Read our COVID-19 research and news.

The portion of the sugar chain on the right fits well with the experimental data (blue mesh) and is in the expected conformation, whereas the one on the left shows a distorted conformation and poor fit to the data.

The portion of the sugar chain on the right fits well with the experimental data (blue mesh) and is in the expected conformation, whereas the one on the left shows a distorted conformation and poor fit to the data.

Jon Agirre

Misleading sugar structures produce bitter result for protein sleuths

Structure determines function. It’s the canon among biologists who seek to understand a protein’s role in the body by mapping the positions of its atoms and so deducing the molecule’s three-dimensional shape. But many proteins come coated with sugar chains that alter their structures, influencing the way they interact with one another, bind to receptors, and even act as medicines. Now, a new analysis offers the disturbing suggestion that most of the publicly deposited structures of these sugar appendages are wrong. The inaccuracies not only clog up databases of protein maps, but also misinform biologists and drug designers, who use the structural information to design novel molecular therapies.

The notion that sugar structures are difficult to pin down isn’t new, says Carolyn Bertozzi, a glycobiologist at Stanford University in Palo Alto, California, who was not involved in the study. Sugar molecules’ small size and flexibility can make it hard to identify their exact conformation. Still, the new work quantifies the scale of the problem and so “delivers an important message,” Bertozzi says. The incorrect structures, she adds, “reveal widespread ignorance of chemistry and glycobiology, or at least profound inattention to the [sugar] component” of protein structure.

Structural biologists determine the shapes of proteins and their attached sugars primarily with x-ray crystallography. The technique bombards crystals containing a vast number of identical proteins with short bursts of x-rays, and then tracks how those x-rays ricochet off. Different atoms cause x-rays to recoil in distinct ways. By charting the ricochet patterns, researchers can work out the most likely configuration of a protein. Still, x-ray data always have some blur to them, which makes it challenging to assign the exact position of all the atoms.

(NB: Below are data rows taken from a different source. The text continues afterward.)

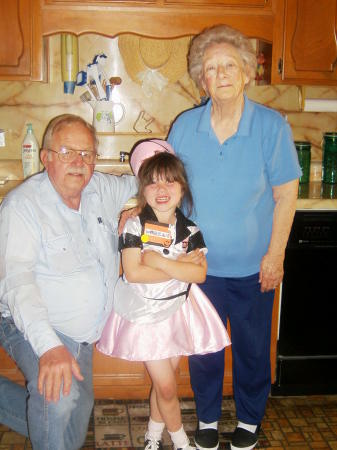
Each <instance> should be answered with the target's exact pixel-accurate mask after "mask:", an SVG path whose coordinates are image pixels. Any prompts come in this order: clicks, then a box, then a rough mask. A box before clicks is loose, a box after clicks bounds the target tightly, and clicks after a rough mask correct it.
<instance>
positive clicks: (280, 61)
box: [277, 58, 283, 75]
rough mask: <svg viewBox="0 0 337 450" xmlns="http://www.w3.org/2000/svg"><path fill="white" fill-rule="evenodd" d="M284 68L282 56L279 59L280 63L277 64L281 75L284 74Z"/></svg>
mask: <svg viewBox="0 0 337 450" xmlns="http://www.w3.org/2000/svg"><path fill="white" fill-rule="evenodd" d="M282 69H283V59H282V58H280V59H279V60H278V64H277V71H278V73H279V75H281V74H282Z"/></svg>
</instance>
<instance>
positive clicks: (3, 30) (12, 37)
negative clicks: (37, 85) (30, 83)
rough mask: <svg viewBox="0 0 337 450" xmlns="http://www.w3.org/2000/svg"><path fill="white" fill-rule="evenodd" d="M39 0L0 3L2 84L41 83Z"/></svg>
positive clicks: (39, 8)
mask: <svg viewBox="0 0 337 450" xmlns="http://www.w3.org/2000/svg"><path fill="white" fill-rule="evenodd" d="M42 57H43V51H42V28H41V12H40V1H39V0H1V2H0V80H42V79H43V78H44V76H43V75H44V72H43V61H42Z"/></svg>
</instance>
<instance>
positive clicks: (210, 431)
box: [194, 428, 219, 450]
mask: <svg viewBox="0 0 337 450" xmlns="http://www.w3.org/2000/svg"><path fill="white" fill-rule="evenodd" d="M194 440H195V445H196V447H197V449H198V450H217V448H218V447H219V435H218V430H215V429H214V428H204V429H203V430H199V428H197V429H196V432H195V436H194Z"/></svg>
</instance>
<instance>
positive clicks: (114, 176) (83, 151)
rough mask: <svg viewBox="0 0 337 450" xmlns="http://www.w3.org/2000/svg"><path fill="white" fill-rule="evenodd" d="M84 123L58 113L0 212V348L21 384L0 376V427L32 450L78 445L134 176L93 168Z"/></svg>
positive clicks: (106, 311)
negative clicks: (108, 173) (22, 174)
mask: <svg viewBox="0 0 337 450" xmlns="http://www.w3.org/2000/svg"><path fill="white" fill-rule="evenodd" d="M95 159H96V137H95V131H94V129H93V128H92V127H91V125H89V124H87V123H86V122H85V121H84V120H83V119H81V118H80V117H78V116H74V115H68V114H67V115H62V116H59V117H56V118H55V119H53V120H52V121H51V122H50V124H49V125H48V127H47V129H46V132H45V135H44V140H43V148H42V150H41V161H42V163H43V164H44V166H45V171H44V172H42V173H39V174H37V175H35V176H33V177H31V178H29V179H28V180H26V181H25V182H24V183H22V185H20V186H19V187H18V188H16V189H15V190H13V191H12V192H11V193H10V194H9V195H8V196H7V198H6V199H5V200H4V201H3V203H2V205H1V209H0V238H1V241H0V242H1V244H0V261H1V263H0V299H1V300H0V301H1V302H0V312H1V316H0V345H2V346H3V347H4V348H5V350H6V351H7V352H8V354H9V355H10V356H11V357H12V358H13V359H14V360H15V361H16V363H17V365H18V366H19V368H20V369H21V371H22V372H23V374H24V376H25V379H26V382H27V384H26V387H22V386H19V385H16V384H14V383H12V382H10V381H9V380H7V379H5V378H0V422H1V423H3V424H6V425H8V426H9V427H11V428H12V429H14V430H16V431H17V432H19V433H21V434H23V435H26V436H29V438H30V439H31V442H32V445H33V448H34V450H35V449H38V450H46V449H49V450H56V449H57V450H72V449H74V450H75V449H78V448H80V447H81V446H82V444H83V442H84V440H85V436H86V431H87V426H88V422H89V418H90V414H91V410H92V406H93V388H92V344H93V343H94V342H95V341H96V340H97V339H98V338H99V337H100V334H101V330H102V328H103V326H104V324H105V321H106V319H107V317H108V315H109V313H110V310H111V304H112V295H113V289H114V286H115V282H116V280H117V278H118V269H119V260H118V229H117V228H118V214H119V212H120V210H121V208H122V207H123V205H124V204H125V202H126V201H127V200H128V199H129V198H130V197H131V196H132V195H134V194H135V193H136V190H137V186H136V181H135V177H133V176H122V177H117V176H112V175H107V174H101V173H97V172H94V166H95Z"/></svg>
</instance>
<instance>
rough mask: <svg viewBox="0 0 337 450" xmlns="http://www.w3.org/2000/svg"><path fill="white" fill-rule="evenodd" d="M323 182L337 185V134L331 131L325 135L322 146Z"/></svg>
mask: <svg viewBox="0 0 337 450" xmlns="http://www.w3.org/2000/svg"><path fill="white" fill-rule="evenodd" d="M322 152H323V159H322V181H323V183H329V184H336V183H337V132H335V131H329V132H327V133H324V134H323V144H322Z"/></svg>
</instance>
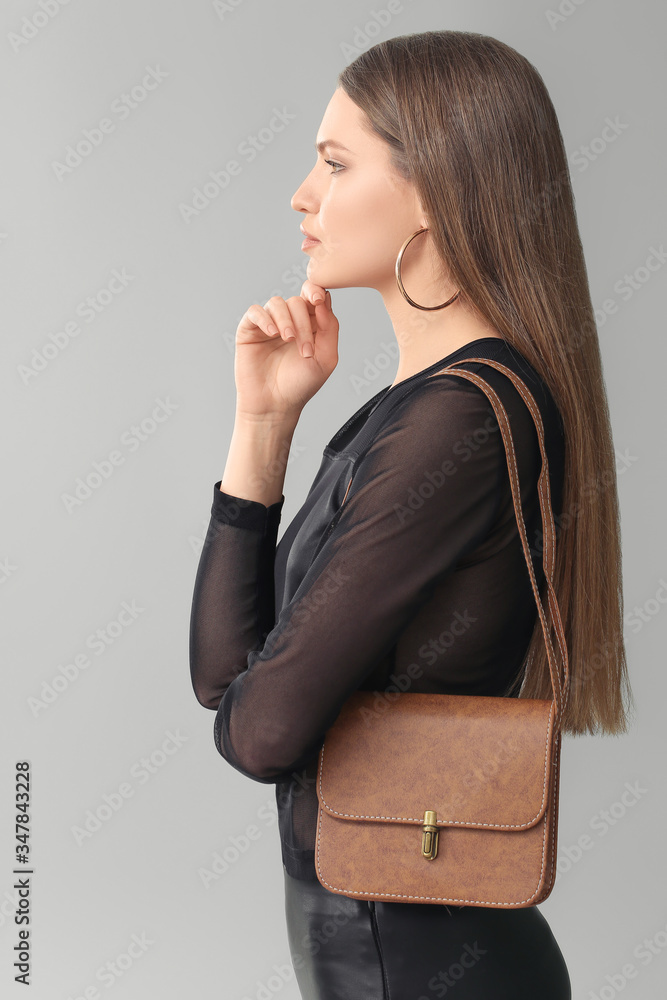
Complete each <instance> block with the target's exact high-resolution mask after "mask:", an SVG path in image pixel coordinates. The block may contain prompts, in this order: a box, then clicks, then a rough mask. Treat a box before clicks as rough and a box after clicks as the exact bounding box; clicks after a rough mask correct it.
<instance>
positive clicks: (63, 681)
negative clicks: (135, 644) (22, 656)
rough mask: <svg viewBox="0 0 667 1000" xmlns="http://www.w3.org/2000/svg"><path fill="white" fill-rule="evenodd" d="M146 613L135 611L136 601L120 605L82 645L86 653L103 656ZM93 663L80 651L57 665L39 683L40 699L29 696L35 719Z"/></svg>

Structural biologists sharpen their images with computer modeling software that constrains where specific atoms can be positioned, based on well-understood factors such as the length of the bonds between atoms and the angles of those bonds. “This has been highly successful for the protein and, more recently, the nucleic acid components of crystal structures,” says Kevin Cowtan, a structural biologist at the University of York in the United Kingdom. However, “some of those restraints are missing or wrong for sugars, and thus many [sugar structures] have been built in unrealistic forms,” says Jon Agirre, Cowtan’s structural biology colleague at York.

Cowtan, Agirre, and their York colleagues report online this month in Nature Chemical Biology that this problem is widespread. The researchers examined the structures of the nearly 50,000 biologically relevant sugars in two major databases of protein structures, the Protein Data Bank (PDB) and PDB_REDO. Using a sugar-specialized structure modeling program developed by Agirre, they analyzed the raw x-ray data of each sugar deposited in the database to determine its expected shape and checked how well it matched the structure reported. They scored each result between 0 and 1 to reflect how well the results matched, a measure they refer to as a density correlation. According to Cowtan, above 0.9 indicates a very good fit, and confidence in the match drops off rapidly below that.

For their paper, the York researchers focused their analysis on one subgroup of sugars—called N-glycan-forming D-pyranosides—which are known to adopt a handful of specific and energetically favorable conformations, such as an upward- or downward-facing bowl. On the plus side, the York researchers found that 7.8% of the subgroup’s structures have good fits. The bad news: Sixty-four percent had a correlation to density of less than 0.8, reflecting what Agirre calls “a poor fit to the experimental data.” And there was worse news: “Twenty-five percent of the studied sugars are [reported to be] in energetically improbable conformations; these are most certainly wrong,” Agirre concludes.

He and his co-authors note that in the 1980s, the structural biology community faced a similar problem of prevalent mistakes in the positioning of atoms in amino acids and those amino acids in proteins. But the community solved it by coming together to improve their refinement software and developing a community-wide standard of computing structure positions. That hasn’t happened yet with sugars, Cowtan says. But the crucial role many sugars play in cellular communication and function is becoming clearer. So, he concludes, “the whole structural biology community should be worried about getting these correct.”